# Sort data into training and test dataframes

In [1]:
# Functions from other notebook
from ipynb.fs.full.YCAC_metric_type_functions import *
from ipynb.fs.full.YCAC_metric_type_functions import extractPieceSlicesAndDFTs

In [2]:
# This is where you put the csv file
file = "/Users/matthewchiu/Documents/YCAC/YCAC-data-1/BachSlices.csv"
bach = pd.read_csv(file)

## Set weighting to subdivisional grids and take DFT of randomized windows

#### Functions used:<br> <br> gridifyM21 — makes music into a grid format: parameters(YCAC_file, name of pieces, subdivision grid) <br> <br> extractPieceSlicesAndDFTs — randomly selects slices from grids: parameters(gridified music, #ofSlices, length of slice) <br> <br> dftSlices — returns DFT of slices as [magnitude, squared then normalized mags, phase, complex]

In [3]:
allemandeGrids = pieceTypes.gridifyM21Chords(bach, "allemande", .125)
allemandeSlices = dftSlices(extractPieceSlicesAndDFTs(allemandeGrids, 1000, 96))[1]

Assign duration weight2
Assign window for register check3
Assign weight for lowest pitch in window6
Excel parsed and pieces extracted
Chords ready to be formatted
weighting process starting
starting grids
okay


In [4]:
couranteGrids = pieceTypes.gridifyM21Chords(bach, "courante", .125)
couranteSlices = dftSlices(extractPieceSlicesAndDFTs(couranteGrids, 1000, 96))[1]

Assign duration weight2
Assign window for register check3
Assign weight for lowest pitch in window6
Excel parsed and pieces extracted
Chords ready to be formatted
weighting process starting
starting grids


In [5]:
sarabandeGrids = pieceTypes.gridifyM21Chords(bach, "sarabande", .125)
sarabandeSlices = dftSlices(extractPieceSlicesAndDFTs(sarabandeGrids, 1000, 96))[1]

Assign duration weight2
Assign window for register check3
Assign weight for lowest pitch in window6
Excel parsed and pieces extracted
Chords ready to be formatted
weighting process starting
starting grids


In [6]:
gavotteGrids = pieceTypes.gridifyM21Chords(bach, "gavotte", .125)
gavotteSlices = dftSlices(extractPieceSlicesAndDFTs(gavotteGrids, 1000, 96))[1]

Assign duration weight2
Assign window for register check3
Assign weight for lowest pitch in window6
Excel parsed and pieces extracted
Chords ready to be formatted
weighting process starting
starting grids


In [7]:
allemandeDataFrame = dataFrameWithTargets(allemandeSlices, "allemande")
couranteDataFrame = dataFrameWithTargets(couranteSlices, "courante")
sarabandeDataFrame = dataFrameWithTargets(sarabandeSlices, "sarabande")
gavotteDataFrame = dataFrameWithTargets(gavotteSlices, "gavotte")

In [8]:
allWindows = allemandeDataFrame.append(couranteDataFrame)
allWindows = allWindows.append(sarabandeDataFrame)
allWindows = allWindows.append(gavotteDataFrame)

# Training the model

In [9]:
import tensorflow as tf
from keras import backend as K

In [10]:
# Training data extracted from allWindows

trainingData = allWindows[0:950]
trainingData2 = allWindows[1000:1950]
trainingData3 = allWindows[2000:2950]
trainingData4 = allWindows[3000:3950]
trainingFrames = [trainingData, trainingData2, trainingData3, trainingData4]

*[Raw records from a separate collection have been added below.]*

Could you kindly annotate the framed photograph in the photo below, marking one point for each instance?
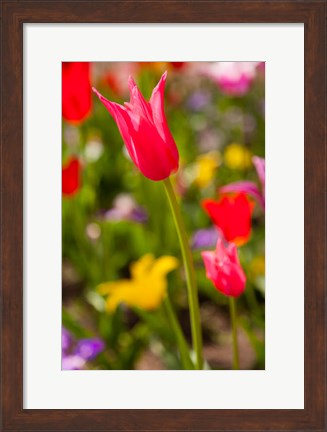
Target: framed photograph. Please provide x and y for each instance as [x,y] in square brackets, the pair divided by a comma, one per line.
[163,215]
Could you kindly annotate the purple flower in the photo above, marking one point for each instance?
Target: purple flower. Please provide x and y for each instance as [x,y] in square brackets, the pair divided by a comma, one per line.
[66,339]
[249,187]
[88,349]
[75,354]
[205,238]
[125,208]
[72,362]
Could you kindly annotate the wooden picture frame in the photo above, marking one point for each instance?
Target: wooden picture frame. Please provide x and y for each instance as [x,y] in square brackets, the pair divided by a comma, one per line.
[14,15]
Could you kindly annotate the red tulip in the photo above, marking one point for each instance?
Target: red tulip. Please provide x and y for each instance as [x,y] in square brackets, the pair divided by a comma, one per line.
[232,215]
[144,129]
[71,177]
[224,270]
[76,91]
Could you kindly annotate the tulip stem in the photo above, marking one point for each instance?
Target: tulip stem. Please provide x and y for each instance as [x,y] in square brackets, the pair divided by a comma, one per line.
[190,274]
[182,344]
[232,308]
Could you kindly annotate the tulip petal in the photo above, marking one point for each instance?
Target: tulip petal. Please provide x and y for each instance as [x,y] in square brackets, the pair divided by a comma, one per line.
[246,187]
[123,120]
[137,102]
[145,131]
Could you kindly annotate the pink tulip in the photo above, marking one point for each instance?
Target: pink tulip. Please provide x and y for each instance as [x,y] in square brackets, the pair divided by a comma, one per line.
[224,270]
[248,187]
[144,129]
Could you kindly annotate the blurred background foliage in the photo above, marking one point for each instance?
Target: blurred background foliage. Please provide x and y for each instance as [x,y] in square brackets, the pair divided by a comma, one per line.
[112,215]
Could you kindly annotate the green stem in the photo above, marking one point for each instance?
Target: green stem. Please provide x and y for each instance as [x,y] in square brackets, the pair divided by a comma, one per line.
[232,308]
[182,344]
[190,274]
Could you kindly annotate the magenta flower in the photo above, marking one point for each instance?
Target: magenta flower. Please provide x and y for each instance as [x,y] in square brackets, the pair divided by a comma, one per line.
[233,78]
[248,187]
[144,129]
[224,270]
[76,354]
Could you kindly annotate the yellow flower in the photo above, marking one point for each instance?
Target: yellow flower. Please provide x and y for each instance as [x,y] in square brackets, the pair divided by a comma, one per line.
[236,156]
[147,287]
[205,167]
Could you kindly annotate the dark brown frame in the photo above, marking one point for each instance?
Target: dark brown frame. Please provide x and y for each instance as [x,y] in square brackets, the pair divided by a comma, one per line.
[14,15]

testData = allWindows[950:1000]
testData2 = allWindows[1950:2000]
testData3 = allWindows[2950:3000]
testData4 = allWindows[3950:4000]
testFrames = [testData, testData2, testData3, testData4]

trainingData = pd.concat(trainingFrames)
testData = pd.concat(testFrames)

trainingData['target'] = pd.Categorical(trainingData['target'])
trainingData['target'] = trainingData.target.cat.codes
target = trainingData.pop('target')
target = oneHotCategories(target)
# Set components below—I just included first half (without f0,f1)
trainingData = trainingData.iloc[:, 2:98]

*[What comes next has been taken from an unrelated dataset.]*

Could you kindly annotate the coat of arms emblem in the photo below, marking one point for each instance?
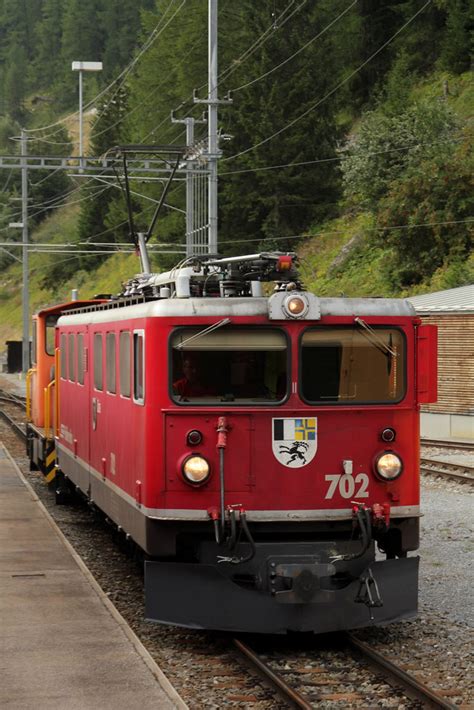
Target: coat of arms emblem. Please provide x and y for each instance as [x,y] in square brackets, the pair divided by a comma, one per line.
[295,441]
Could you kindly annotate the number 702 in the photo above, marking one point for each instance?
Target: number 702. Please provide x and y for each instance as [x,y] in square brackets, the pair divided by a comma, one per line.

testData['target'] = pd.Categorical(testData['target'])
testData['target'] = testData.target.cat.codes
testTarget = testData.pop('target')
testTarget = oneHotCategories(testTarget)
# Set components below—I just included first half (without f0,f1)
testData = testData.iloc[:, 2:98]

## Training dataset and fit

In [11]:
dataset = tf.data.Dataset.from_tensor_slices((trainingData.values, target[0]))
train_dataset = dataset.shuffle(len(trainingData)).batch(1)

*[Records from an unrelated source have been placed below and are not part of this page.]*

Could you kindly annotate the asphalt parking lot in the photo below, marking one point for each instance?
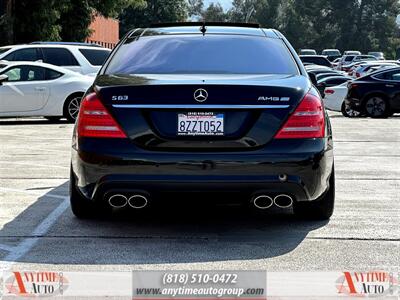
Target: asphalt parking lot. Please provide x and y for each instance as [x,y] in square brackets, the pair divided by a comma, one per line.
[37,227]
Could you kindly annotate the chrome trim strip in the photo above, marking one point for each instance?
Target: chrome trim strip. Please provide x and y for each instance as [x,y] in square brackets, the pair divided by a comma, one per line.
[194,106]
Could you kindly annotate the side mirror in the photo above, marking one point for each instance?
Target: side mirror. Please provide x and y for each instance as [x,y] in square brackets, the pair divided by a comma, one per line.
[313,78]
[3,78]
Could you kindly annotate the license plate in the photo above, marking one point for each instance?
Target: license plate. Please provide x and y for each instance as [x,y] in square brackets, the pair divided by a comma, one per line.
[200,123]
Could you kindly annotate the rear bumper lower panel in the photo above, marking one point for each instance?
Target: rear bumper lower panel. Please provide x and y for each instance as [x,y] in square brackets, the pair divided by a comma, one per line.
[307,164]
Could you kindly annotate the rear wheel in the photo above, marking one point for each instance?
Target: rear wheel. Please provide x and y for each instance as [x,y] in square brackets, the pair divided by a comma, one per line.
[377,107]
[321,209]
[81,207]
[348,112]
[71,107]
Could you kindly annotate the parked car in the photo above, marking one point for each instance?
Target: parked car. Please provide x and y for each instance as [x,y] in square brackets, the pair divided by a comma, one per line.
[322,71]
[307,52]
[331,81]
[195,118]
[332,54]
[78,57]
[325,75]
[334,100]
[336,62]
[377,94]
[366,68]
[378,55]
[39,89]
[352,52]
[316,59]
[348,63]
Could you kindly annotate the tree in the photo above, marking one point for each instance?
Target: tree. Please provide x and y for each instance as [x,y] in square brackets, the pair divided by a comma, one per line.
[153,11]
[195,8]
[214,13]
[54,20]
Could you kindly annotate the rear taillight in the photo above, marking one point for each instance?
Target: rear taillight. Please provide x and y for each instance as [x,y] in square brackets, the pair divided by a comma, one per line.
[95,121]
[307,121]
[329,91]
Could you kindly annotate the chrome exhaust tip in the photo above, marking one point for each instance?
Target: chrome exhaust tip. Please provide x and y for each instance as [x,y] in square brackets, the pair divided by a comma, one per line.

#### Model parameters are currently set to 3 levels after being fed in from components: 30->10->4. <br> Where the output (4) is the probability distribution (made by softmax function).

In [12]:
def get_compiled_model():
    model = tf.keras.Sequential([
        tf.keras.layers.Dense(30, activation='selu'),
        tf.keras.layers.Dense(10, activation='selu'),
        tf.keras.layers.Dense(4, activation='softmax')
    ])
    model.compile(optimizer='adam',
                  loss = tf.keras.losses.CategoricalCrossentropy(),
                  metrics=['accuracy'])
    return model

In [13]:
model = get_compiled_model()
model.fit(train_dataset, epochs=10)

Epoch 1/10
Epoch 2/10
Epoch 3/10
Epoch 4/10
Epoch 5/10
Epoch 6/10
Epoch 7/10
Epoch 8/10
Epoch 9/10
Epoch 10/10


<tensorflow.python.keras.callbacks.History at 0x7f9045baad30>

## Evaluating the model

In [14]:
# Now we evaluate the model with the separated testing data
test_dataset = tf.data.Dataset.from_tensor_slices((testData.values, testTarget[0]))
test_dataset = test_dataset.batch(1)

# Since the dataset already takes care of batching,
# we don't pass a `batch_size` argument.
model.fit(train_dataset, epochs=3)

# You can also evaluate or predict on a dataset.
print("Evaluate")
result = model.evaluate(test_dataset)
dict(zip(model.metrics_names, result))

Epoch 1/3
Epoch 2/3
Epoch 3/3
Evaluate


{'loss': 0.6635404825210571, 'accuracy': 0.7099999785423279}

## Testing independent cases (to show outputs)

In [16]:
def prepareForIndependentTests(testData):
    testData = testData
    target = testData.pop("target")
    target = oneHotCategories(target)
    target = np.array(target[0])
    testData = testData.iloc[0,2:98]
    testData = np.array([testData])
    
    return testData, target

In [20]:
# Reinitiate the data since "pop" function reshapes arrays
trainingData = allWindows[0:950]
trainingData2 = allWindows[1000:1950]
trainingData3 = allWindows[2000:2950]
trainingData4 = allWindows[3000:3950]
trainingFrames = [trainingData, trainingData2, trainingData3, trainingData4]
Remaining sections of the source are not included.